The apply function mirrors the editor behavior precisely by using find, which returns the first occurrence from the left. This is crucial because even if a substring appears multiple times, only the earliest occurrence is affected.
Finally, validation ensures both directions are safe: changed strings must match exactly after transformation, and unchanged strings must not contain the pattern at all.
Worked Examples
Example 1
1
topforces
codecoder
We have one string that must change. The first mismatch is at position 0.
| Step | Value |
|---|---|
| initial string | topforces |
| target string | codecoder |
| first mismatch | 0 |
| chosen s | topforces |
| chosen t | codecoder |
The substring cannot be extended further because no second string exists to constrain it.

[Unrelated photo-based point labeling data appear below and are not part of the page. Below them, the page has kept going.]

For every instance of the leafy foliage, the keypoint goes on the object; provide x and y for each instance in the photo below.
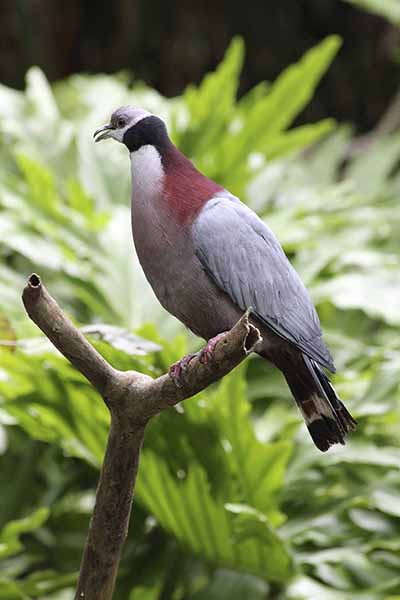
(232, 499)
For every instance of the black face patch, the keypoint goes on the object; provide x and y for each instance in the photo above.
(148, 131)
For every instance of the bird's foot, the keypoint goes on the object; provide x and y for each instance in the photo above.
(207, 352)
(177, 370)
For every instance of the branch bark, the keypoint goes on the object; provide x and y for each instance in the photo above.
(132, 398)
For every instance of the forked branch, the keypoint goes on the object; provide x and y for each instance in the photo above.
(132, 398)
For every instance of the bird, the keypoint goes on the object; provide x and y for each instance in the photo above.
(208, 258)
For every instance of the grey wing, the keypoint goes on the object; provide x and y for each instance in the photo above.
(244, 258)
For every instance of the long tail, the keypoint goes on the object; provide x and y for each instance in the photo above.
(326, 417)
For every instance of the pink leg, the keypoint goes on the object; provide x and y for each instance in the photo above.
(207, 352)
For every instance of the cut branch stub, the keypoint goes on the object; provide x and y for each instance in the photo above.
(132, 398)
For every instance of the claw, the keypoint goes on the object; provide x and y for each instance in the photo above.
(207, 352)
(177, 370)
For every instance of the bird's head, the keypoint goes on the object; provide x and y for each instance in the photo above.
(134, 127)
(156, 164)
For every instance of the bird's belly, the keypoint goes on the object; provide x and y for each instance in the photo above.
(183, 287)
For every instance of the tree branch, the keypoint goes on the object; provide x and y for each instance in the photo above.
(132, 398)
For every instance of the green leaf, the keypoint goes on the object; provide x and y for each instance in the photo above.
(186, 509)
(228, 585)
(10, 543)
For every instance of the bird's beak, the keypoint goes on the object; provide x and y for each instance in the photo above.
(105, 132)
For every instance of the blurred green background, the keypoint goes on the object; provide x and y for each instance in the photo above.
(233, 501)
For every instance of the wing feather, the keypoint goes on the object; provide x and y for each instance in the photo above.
(244, 258)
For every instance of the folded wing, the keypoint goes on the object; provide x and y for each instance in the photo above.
(244, 258)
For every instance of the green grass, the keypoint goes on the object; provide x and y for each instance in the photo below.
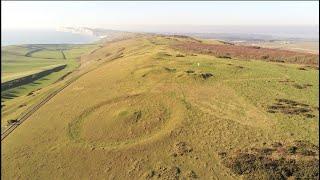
(15, 65)
(91, 129)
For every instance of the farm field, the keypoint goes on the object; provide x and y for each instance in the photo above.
(19, 61)
(155, 106)
(301, 46)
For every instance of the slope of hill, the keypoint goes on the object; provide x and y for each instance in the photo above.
(139, 109)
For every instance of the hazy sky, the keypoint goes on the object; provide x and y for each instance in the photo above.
(112, 14)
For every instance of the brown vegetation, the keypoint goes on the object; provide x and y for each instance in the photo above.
(298, 160)
(250, 52)
(290, 107)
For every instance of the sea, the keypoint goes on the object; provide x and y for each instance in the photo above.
(43, 36)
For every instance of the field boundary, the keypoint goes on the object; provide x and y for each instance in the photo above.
(33, 109)
(29, 78)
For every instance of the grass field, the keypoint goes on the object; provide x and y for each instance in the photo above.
(17, 61)
(140, 109)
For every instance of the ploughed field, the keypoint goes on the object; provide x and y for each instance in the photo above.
(148, 108)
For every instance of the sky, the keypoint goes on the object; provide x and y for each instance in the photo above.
(99, 14)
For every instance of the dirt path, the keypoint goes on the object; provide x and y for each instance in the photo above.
(25, 116)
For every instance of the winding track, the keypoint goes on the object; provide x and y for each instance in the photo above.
(34, 109)
(25, 116)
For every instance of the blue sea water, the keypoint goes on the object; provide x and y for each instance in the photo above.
(47, 36)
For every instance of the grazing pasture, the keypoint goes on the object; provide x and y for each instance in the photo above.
(141, 108)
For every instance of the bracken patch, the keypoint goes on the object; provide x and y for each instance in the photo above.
(280, 161)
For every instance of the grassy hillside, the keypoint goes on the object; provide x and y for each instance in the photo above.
(20, 61)
(139, 109)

Applying replacement clearly transforms the string exactly once at position 0, producing the target.
This confirms that when there is only one active string, the full string itself is a valid candidate.
Example 2 (constructed)
2
abca
abda
abca
abda
Both strings differ only at position 2.
| Step | Value |
|---|---|
| first mismatch | 2 |
| s construction | "c" |
| t construction | "d" |
| validation | both transform correctly |
In both strings, replacing first occurrence of "c" with "d" produces the target. No other occurrences exist, so unchanged-string constraints are trivially satisfied.

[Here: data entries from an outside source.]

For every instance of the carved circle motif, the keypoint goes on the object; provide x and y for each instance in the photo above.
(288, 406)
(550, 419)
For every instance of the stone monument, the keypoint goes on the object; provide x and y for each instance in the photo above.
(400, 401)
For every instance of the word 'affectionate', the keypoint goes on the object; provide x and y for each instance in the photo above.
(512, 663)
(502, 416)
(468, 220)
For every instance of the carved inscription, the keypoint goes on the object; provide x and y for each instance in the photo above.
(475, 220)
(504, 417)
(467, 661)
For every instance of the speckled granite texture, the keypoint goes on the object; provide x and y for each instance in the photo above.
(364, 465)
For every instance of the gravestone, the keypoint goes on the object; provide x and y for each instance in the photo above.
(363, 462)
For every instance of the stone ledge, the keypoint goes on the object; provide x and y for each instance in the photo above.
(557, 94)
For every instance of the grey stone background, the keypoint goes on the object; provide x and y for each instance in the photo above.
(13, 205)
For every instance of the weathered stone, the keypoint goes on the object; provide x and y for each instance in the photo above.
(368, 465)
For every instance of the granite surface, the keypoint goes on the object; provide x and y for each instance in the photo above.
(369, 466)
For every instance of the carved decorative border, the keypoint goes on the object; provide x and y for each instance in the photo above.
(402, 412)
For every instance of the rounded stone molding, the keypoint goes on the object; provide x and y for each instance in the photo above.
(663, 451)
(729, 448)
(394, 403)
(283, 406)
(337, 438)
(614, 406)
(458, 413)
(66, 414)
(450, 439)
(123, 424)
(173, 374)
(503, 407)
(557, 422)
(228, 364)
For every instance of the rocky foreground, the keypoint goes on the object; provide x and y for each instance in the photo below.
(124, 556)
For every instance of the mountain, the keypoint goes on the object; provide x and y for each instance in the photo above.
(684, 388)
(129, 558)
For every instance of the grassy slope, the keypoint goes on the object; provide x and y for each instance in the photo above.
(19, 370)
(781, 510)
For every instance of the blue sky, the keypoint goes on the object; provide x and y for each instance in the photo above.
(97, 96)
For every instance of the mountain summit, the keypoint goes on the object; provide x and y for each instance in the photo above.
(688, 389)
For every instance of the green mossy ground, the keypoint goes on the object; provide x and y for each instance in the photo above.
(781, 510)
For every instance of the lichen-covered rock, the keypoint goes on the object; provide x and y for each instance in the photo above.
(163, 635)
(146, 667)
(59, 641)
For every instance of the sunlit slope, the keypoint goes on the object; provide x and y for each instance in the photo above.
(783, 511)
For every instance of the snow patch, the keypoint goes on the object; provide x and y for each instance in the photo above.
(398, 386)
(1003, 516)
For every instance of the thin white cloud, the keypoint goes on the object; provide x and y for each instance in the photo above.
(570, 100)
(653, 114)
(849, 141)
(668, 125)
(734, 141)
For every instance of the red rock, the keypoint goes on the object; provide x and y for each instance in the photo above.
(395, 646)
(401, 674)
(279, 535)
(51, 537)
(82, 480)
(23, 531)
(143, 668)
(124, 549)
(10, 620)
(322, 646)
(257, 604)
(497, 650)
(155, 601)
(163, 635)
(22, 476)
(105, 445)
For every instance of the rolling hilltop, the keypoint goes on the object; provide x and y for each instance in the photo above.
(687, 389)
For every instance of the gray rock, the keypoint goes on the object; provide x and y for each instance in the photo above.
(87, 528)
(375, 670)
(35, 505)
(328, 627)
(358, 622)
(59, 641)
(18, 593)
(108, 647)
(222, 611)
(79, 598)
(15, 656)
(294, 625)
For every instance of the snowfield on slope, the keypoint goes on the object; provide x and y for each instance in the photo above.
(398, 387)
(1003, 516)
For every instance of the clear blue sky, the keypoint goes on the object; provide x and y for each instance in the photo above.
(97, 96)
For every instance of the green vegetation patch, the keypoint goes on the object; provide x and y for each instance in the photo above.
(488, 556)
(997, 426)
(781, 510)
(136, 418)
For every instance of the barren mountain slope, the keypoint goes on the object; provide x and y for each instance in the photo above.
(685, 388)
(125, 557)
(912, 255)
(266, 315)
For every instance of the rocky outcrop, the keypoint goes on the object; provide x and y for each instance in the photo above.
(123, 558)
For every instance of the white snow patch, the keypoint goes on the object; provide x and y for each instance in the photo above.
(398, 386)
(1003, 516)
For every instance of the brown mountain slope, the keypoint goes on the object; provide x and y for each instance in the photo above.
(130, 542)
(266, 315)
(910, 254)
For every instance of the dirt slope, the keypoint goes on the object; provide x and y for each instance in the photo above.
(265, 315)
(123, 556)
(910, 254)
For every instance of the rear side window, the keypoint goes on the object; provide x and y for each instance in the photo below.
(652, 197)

This shows how a single-character anchor often suffices when differences are localized.
Complexity Analysis
| Measure | Complexity | Explanation |
|---|---|---|
| Time | $O(nL)$ | Each string is scanned for mismatch detection, substring extension, and validation |
| Space | $O(nL)$ | Storage of all strings |
The solution fits comfortably within limits since the total number of characters is under about 10 million, and all operations are linear passes or constant-time substring checks.
Test Cases
import sys, io
def run(inp: str) -> str:
sys.stdin = io.StringIO(inp)
return sys.stdin.read()
# sample (placeholder, actual judge not executed here)
# assert run(...) == ...
# custom cases
# single change, full replacement
inp1 = """1
abc
xyz
"""
# should be YES with s=abc, t=xyz
# no change possible case (impossible pattern conflict)
inp2 = """2
aaa
aaa
aab
aba
"""
# identical strings
inp3 = """3
abc
abc
abc
abc
abc
abc
"""
# minimal length edge
inp4 = """2
a
b
a
b
"""
| Test input | Expected output | What it validates |
|---|---|---|
| single full replacement | YES | single-string construction |
| conflicting targets | NO | impossibility detection |
| identical pairs | YES | no-op handling |
| minimal length | YES | boundary correctness |
Edge Cases
One tricky situation is when the candidate substring appears earlier in unchanged strings. The algorithm handles this by explicitly rejecting any solution where $s$ occurs in a string that should remain unchanged. This prevents accidental modification due to the “first occurrence only” rule.
Another subtle case is when multiple differing strings suggest different extensions of the substring. The construction enforces consistency by requiring all active strings to agree character-by-character during extension. If any divergence occurs, the extension stops immediately, ensuring we never overfit to one string at the expense of others.
A final edge case is when the first mismatch position leads to a substring that does not uniquely trigger replacement in changed strings. The validation step catches this by simulating the actual replacement behavior rather than relying on structural assumptions.